Australians aged over 50 will continue to receive the AstraZeneca vaccine, which the medics described "highly effective".
"Immunisation providers should only give a first dose of AstraZeneca COVID-19 vaccine to adults under 50 years of age where benefit clearly outweighs the risk for that individual's circumstances," he said.
"People that have had their first dose of the COVID-19 AstraZeneca without any serious adverse events can safely be given their second dose. This includes adults under the age of 50, and people who have had blood clots associated with low platelet levels after their first dose of COVID-19 AstraZeneca should not be given the second dose."
Mr Hunt said more than 996,000 doses of the COVID-19 vaccine had been given on Thursday and the government is expected to reach its first one million dose milestone soon.
TGA MAKES IT EASIER TO DELIVER PFIZER VACCINE
The Therapeutic Goods Administration has agreed to make it easier to store and transport the Pfizer COVID-19 vaccine in Australia - as health experts around the countries decide the future of the embattled AstraZeneca jab.
The TGA has today approved the storage and transportation of unopened vials of the vaccine at domestic freezer temperature levels of -25 degrees to -15 degrees Celsius for up to two weeks.
This marks a major improvement in the logistics of managing the vaccine which was previously required to be stored at "ultra-cold" temperatures.
A temperature between -90 degrees and -60 degrees Celsius will still be required for longer term storage.
"Vials stored or transported in this manner can also be returned to ultra-cold longer-term storage within the original shelf life of the product," a statement read.
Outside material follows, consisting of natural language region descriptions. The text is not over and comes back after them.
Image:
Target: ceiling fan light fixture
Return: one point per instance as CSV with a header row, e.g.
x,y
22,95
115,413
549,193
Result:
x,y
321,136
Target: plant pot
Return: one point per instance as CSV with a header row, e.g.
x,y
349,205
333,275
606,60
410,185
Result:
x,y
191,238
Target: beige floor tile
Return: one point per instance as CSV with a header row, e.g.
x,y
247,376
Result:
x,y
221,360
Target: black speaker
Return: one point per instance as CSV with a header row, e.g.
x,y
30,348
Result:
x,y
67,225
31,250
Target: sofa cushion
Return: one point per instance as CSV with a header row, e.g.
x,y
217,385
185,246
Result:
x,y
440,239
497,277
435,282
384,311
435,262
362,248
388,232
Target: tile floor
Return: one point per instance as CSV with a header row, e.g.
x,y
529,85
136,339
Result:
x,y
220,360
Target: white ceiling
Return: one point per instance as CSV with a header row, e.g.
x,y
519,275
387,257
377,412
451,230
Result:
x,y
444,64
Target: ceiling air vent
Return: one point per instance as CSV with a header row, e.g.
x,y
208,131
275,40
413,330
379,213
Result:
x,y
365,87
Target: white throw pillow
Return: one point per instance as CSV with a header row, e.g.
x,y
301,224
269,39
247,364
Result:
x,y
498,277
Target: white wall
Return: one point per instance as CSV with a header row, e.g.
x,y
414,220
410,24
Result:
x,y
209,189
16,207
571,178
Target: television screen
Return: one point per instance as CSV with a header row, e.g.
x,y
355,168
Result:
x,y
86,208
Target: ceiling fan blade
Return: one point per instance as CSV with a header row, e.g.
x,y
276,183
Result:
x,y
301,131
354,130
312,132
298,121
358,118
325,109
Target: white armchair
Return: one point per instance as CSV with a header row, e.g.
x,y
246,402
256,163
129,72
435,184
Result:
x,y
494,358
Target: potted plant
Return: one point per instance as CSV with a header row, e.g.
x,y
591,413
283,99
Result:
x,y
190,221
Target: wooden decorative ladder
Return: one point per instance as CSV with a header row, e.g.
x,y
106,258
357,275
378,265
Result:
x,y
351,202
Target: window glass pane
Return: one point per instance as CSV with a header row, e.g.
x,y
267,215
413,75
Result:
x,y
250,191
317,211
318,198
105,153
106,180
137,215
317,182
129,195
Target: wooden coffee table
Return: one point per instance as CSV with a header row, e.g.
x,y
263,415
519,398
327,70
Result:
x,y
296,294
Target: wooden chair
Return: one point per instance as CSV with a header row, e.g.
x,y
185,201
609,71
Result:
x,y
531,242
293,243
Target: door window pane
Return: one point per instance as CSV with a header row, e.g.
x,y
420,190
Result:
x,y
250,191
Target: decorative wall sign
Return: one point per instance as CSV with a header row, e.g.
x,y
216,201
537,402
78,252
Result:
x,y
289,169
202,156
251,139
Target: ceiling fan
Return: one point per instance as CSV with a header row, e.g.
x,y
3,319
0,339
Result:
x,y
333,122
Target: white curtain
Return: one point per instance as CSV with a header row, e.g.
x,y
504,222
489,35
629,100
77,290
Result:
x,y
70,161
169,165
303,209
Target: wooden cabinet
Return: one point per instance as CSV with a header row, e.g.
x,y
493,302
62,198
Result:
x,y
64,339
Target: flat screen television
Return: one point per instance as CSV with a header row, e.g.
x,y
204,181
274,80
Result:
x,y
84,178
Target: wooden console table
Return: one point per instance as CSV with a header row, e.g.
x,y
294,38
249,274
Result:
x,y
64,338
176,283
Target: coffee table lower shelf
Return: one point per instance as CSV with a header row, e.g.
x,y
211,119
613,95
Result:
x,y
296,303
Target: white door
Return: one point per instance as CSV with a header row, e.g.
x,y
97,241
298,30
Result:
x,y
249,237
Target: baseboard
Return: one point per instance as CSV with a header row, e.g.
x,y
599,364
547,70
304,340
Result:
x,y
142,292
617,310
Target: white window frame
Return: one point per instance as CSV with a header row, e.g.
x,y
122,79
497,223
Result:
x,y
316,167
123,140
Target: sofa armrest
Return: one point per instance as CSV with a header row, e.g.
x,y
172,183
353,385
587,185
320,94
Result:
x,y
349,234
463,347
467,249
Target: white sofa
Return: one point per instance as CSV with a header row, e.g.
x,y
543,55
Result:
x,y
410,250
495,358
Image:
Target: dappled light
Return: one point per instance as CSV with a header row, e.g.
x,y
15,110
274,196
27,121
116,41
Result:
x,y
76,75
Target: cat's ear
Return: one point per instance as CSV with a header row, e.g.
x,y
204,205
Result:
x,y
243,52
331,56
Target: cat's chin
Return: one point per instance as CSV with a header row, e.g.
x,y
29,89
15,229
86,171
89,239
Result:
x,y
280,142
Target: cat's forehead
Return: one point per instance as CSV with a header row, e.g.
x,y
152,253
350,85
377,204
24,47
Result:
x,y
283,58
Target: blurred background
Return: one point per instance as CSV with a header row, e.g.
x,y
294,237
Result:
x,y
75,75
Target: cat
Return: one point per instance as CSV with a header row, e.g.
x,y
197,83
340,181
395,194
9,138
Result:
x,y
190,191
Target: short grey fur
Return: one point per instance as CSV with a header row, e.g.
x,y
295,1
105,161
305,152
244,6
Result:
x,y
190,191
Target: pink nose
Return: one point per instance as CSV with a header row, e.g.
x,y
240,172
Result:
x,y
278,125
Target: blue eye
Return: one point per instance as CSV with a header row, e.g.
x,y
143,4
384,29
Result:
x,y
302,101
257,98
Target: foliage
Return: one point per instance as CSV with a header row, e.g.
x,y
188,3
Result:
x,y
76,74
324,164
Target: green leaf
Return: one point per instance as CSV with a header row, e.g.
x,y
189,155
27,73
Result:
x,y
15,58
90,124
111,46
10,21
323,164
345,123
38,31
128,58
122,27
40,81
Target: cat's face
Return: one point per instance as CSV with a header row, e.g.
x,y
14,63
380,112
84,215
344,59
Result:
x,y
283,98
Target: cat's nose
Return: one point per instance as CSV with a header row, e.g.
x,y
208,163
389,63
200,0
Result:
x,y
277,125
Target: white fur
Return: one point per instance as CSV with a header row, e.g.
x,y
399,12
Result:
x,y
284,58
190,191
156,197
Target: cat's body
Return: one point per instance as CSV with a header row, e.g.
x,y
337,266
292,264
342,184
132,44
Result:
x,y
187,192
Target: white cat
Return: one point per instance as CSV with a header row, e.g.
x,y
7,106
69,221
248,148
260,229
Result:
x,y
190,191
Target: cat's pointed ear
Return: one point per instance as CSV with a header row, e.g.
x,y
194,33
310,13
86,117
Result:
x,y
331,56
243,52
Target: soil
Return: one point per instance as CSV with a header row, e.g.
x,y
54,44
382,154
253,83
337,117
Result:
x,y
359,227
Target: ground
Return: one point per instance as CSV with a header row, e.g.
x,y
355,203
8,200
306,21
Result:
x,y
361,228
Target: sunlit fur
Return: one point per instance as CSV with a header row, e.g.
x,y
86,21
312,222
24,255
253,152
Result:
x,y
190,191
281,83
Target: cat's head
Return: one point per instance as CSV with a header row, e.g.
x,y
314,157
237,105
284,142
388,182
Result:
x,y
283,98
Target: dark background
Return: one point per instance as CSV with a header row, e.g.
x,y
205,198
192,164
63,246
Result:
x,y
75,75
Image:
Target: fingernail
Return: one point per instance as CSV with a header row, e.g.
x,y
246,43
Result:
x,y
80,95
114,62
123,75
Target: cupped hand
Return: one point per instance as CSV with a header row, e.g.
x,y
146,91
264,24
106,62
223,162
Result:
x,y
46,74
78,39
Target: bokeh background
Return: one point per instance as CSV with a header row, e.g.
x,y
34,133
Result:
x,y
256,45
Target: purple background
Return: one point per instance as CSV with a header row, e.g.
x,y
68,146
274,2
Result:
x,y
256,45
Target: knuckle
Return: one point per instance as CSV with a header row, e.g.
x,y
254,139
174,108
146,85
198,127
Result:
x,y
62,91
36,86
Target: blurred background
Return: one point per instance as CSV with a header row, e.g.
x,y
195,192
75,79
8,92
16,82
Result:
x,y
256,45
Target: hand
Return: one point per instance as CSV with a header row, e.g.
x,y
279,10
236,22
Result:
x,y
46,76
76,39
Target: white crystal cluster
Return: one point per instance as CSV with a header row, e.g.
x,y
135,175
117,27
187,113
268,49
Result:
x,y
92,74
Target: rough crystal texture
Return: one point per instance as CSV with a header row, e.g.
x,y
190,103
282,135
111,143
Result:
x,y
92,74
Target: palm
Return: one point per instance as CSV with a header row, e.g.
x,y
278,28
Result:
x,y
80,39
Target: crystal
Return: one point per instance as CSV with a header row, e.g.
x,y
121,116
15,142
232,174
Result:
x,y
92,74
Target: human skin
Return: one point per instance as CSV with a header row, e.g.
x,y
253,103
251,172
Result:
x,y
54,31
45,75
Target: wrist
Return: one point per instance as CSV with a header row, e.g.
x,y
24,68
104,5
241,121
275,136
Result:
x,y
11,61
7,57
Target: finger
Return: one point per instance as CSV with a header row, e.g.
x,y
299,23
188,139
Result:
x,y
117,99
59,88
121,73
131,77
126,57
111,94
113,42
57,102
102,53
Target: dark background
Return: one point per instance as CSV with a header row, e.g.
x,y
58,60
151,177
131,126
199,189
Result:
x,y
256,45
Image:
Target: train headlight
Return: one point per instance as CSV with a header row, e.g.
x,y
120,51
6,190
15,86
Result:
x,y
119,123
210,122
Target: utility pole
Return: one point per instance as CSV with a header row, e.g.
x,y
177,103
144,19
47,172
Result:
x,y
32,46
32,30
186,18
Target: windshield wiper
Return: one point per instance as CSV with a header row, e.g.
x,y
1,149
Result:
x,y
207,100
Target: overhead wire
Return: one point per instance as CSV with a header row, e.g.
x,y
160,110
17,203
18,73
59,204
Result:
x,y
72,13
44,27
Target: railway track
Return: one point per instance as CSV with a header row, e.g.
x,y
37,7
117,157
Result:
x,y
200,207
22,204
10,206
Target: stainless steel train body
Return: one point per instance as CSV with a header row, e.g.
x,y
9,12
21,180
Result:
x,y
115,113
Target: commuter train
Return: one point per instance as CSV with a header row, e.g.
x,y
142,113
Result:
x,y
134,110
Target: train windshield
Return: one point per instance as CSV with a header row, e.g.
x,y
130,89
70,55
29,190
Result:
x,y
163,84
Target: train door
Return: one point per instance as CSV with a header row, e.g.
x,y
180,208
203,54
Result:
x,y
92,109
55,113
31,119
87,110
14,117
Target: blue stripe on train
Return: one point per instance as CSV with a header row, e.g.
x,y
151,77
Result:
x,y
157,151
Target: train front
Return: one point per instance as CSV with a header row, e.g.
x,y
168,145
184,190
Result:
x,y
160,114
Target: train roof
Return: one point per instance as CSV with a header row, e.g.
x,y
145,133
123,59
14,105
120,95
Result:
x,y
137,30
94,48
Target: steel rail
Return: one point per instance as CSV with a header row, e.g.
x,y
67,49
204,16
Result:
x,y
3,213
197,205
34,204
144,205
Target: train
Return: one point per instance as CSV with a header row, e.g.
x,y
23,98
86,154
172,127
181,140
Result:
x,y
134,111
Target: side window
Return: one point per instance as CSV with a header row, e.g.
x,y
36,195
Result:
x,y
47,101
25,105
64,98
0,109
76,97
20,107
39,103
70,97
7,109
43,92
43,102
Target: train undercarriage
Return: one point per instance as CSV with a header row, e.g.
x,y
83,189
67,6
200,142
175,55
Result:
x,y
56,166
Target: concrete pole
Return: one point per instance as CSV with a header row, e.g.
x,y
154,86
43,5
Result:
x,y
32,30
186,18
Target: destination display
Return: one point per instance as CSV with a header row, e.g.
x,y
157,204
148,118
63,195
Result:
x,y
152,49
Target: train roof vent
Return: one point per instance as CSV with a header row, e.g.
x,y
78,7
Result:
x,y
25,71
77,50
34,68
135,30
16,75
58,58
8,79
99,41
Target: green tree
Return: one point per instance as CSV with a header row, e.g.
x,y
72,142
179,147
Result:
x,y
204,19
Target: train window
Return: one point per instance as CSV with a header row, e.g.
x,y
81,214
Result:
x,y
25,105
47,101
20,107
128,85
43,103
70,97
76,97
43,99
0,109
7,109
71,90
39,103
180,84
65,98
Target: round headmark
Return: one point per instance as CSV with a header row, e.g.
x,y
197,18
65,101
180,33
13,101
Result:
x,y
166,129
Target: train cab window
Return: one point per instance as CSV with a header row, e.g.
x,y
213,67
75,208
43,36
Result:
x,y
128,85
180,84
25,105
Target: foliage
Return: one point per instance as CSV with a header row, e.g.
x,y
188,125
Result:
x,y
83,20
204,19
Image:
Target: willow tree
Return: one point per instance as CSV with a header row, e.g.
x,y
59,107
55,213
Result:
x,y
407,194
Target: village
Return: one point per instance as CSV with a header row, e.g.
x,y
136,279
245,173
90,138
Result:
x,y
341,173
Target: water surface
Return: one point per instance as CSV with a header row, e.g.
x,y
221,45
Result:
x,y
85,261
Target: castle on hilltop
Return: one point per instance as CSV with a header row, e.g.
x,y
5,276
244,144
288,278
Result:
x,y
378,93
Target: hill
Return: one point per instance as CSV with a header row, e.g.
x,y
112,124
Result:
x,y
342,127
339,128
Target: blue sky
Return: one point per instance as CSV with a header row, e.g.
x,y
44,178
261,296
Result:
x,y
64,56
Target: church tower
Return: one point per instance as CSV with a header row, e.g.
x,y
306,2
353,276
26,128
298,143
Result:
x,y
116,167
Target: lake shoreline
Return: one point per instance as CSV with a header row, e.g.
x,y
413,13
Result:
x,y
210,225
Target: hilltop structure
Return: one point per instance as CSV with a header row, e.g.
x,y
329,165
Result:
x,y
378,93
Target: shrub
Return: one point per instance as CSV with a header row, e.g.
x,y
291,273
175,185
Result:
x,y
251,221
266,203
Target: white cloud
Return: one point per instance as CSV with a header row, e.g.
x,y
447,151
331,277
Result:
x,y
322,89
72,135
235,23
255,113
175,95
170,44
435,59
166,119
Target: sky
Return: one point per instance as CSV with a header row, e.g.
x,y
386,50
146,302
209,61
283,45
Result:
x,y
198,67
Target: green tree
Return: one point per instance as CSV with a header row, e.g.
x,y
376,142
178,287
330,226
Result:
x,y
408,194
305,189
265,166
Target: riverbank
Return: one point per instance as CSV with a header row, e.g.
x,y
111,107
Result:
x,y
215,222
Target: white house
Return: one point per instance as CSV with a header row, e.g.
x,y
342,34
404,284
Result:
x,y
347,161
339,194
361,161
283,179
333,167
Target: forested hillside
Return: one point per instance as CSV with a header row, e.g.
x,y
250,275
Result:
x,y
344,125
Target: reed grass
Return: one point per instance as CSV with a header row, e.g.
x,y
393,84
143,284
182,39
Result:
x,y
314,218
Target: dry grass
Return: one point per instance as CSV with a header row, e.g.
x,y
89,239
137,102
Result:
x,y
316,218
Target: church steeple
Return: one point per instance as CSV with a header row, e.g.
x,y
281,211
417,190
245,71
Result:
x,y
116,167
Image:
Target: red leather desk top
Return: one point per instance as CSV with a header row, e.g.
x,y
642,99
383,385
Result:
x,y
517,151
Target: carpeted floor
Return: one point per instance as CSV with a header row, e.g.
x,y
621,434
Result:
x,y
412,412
The TGA added that unopened vials can also be stored for up to five days at domestic refrigerator levels between 2 degrees and 8 degrees Celsius.
"Within this five-day period, up to 12 hours may be used for transportation," the TGA advised.
"But the time used for transport of unopened vials at refrigerator temperatures counts against the five day limit for storage at 2°C to 8°C."
The vaccine cannot be refrozen once it has been thawed.
The TGA added that the vaccine is diluted with saline prior to administration and the diluted vaccine can be stored or transported at room temperatures of up to 30 degrees for up to six hours.